About the job
Mission Summary:
At Motional, we are revolutionizing the way autonomous vehicles extract vital intelligence from vast amounts of multimodal sensor data. Our cutting-edge autonomous driving stack relies on identifying rare edge cases, long-tail scenarios, and critical model errors. Our ML-powered multimodal data mining framework, Omnitag, serves as the backbone for this discovery process.
As a Senior Machine Learning Engineer on the Data Mining team, you will be tasked with constructing the "Brain" of this framework. This involves designing large-scale multimodal Teacher models that comprehend the intricacies of the world, followed by distilling them into highly efficient Student models capable of processing exabytes of data in near real-time. Your contributions will sit at the crossroads of large-scale representation learning, retrieval optimization, and reasoning systems. You'll directly affect how we compress knowledge into effective encoders for rapid searches and how we utilize reinforcement learning to enhance data discovery workflows and intelligent querying. By developing smarter mining tools, you'll expedite the entire model improvement lifecycle for teams engaged in post-training analysis, error diagnosis, and dataset curation.
What You’ll Do:
- Architect and Train Distilled Models: Design and implement teacher-student model frameworks for multimodal sensor data. Develop efficient training pipelines for knowledge distillation while ensuring that student models achieve high accuracy with minimal inference latency and memory usage.

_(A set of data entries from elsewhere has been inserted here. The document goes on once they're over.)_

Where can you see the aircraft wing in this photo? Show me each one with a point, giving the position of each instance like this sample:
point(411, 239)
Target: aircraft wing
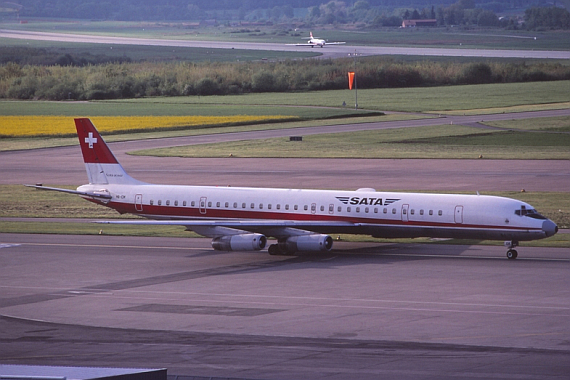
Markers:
point(275, 228)
point(305, 44)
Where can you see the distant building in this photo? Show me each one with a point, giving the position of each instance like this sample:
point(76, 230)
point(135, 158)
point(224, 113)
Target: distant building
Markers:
point(418, 23)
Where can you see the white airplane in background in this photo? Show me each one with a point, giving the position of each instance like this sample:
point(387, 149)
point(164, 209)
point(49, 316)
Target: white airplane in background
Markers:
point(241, 218)
point(313, 41)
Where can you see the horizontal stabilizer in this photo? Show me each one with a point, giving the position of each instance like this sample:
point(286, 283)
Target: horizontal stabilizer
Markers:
point(87, 194)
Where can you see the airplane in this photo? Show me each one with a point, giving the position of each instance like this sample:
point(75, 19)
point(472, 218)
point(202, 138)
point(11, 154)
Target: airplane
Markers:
point(241, 218)
point(313, 41)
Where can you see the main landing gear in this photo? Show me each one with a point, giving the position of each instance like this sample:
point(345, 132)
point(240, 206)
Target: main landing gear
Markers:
point(512, 253)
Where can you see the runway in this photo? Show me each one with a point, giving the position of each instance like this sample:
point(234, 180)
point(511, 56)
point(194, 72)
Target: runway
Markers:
point(367, 311)
point(331, 51)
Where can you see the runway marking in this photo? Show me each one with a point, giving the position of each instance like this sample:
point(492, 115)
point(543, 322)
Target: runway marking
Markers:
point(543, 259)
point(328, 299)
point(389, 308)
point(8, 245)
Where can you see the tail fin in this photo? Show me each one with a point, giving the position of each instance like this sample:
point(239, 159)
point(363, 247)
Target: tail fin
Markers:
point(102, 166)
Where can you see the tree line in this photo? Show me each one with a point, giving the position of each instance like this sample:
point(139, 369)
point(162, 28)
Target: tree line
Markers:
point(372, 13)
point(134, 80)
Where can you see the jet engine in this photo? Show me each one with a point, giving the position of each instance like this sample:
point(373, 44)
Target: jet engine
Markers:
point(243, 242)
point(313, 242)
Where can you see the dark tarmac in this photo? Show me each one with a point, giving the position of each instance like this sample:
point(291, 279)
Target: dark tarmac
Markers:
point(366, 311)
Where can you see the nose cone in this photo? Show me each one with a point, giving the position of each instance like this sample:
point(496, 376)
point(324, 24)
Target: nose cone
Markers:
point(549, 228)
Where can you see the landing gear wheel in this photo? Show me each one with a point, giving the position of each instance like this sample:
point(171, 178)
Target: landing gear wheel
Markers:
point(274, 249)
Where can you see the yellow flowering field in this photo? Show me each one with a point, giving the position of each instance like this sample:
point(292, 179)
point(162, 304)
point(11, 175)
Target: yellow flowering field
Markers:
point(28, 126)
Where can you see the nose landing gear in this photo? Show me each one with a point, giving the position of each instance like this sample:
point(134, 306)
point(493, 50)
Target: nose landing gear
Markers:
point(511, 253)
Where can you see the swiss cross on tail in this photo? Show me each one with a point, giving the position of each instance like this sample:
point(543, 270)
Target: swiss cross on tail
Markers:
point(94, 149)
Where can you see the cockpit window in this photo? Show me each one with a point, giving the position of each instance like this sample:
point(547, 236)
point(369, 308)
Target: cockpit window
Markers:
point(531, 213)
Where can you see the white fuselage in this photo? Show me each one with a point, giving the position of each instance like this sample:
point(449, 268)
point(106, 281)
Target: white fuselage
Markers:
point(380, 214)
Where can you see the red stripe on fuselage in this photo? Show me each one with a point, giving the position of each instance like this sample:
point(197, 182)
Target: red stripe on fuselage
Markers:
point(180, 212)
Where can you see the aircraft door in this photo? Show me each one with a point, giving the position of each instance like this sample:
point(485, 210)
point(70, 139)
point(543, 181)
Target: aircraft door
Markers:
point(459, 214)
point(405, 209)
point(138, 202)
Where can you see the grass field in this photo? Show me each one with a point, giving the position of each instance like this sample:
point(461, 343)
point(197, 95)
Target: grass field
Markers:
point(155, 53)
point(60, 126)
point(439, 142)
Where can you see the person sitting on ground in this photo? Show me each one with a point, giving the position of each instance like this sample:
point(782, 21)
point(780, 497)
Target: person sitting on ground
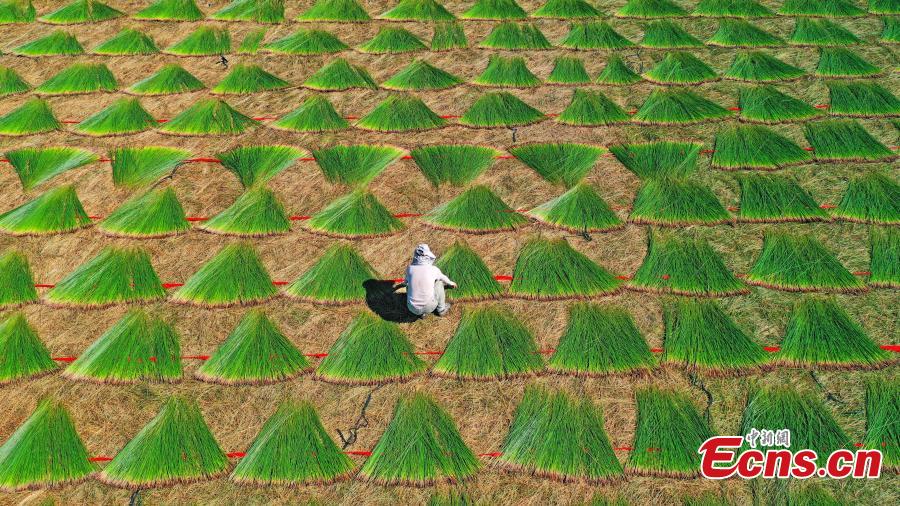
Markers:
point(425, 284)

- Reinforcement Learning for Data Discovery: Create RL-based policy learning and reasoning systems tailored for autonomous driving applications. Implement and scale RL training workflows (e.g., PPO, DQN, actor-critic methods) for both simulation and real-world interactions. Investigate reward shaping, environment modeling, and multi-agent RL when relevant.
- Optimize Model Deployment for Real-Time Inference: Collaborate with backend engineers to deploy distilled and RL models into production, optimizing for latency, throughput, and hardware efficiency across GPU/CPU clusters. Implement model versioning, A/B testing, and performance regression monitoring.
- Research and Integrate Agentic Systems: Explore and prototype workflows for autonomous reasoning, chain-of-thought prompting, and goal-directed behavior. Integrate these systems into our broader autonomy stack as experimental or production components.
- Drive Production Reliability: Establish patterns and protocols that enhance the reliability of our production systems.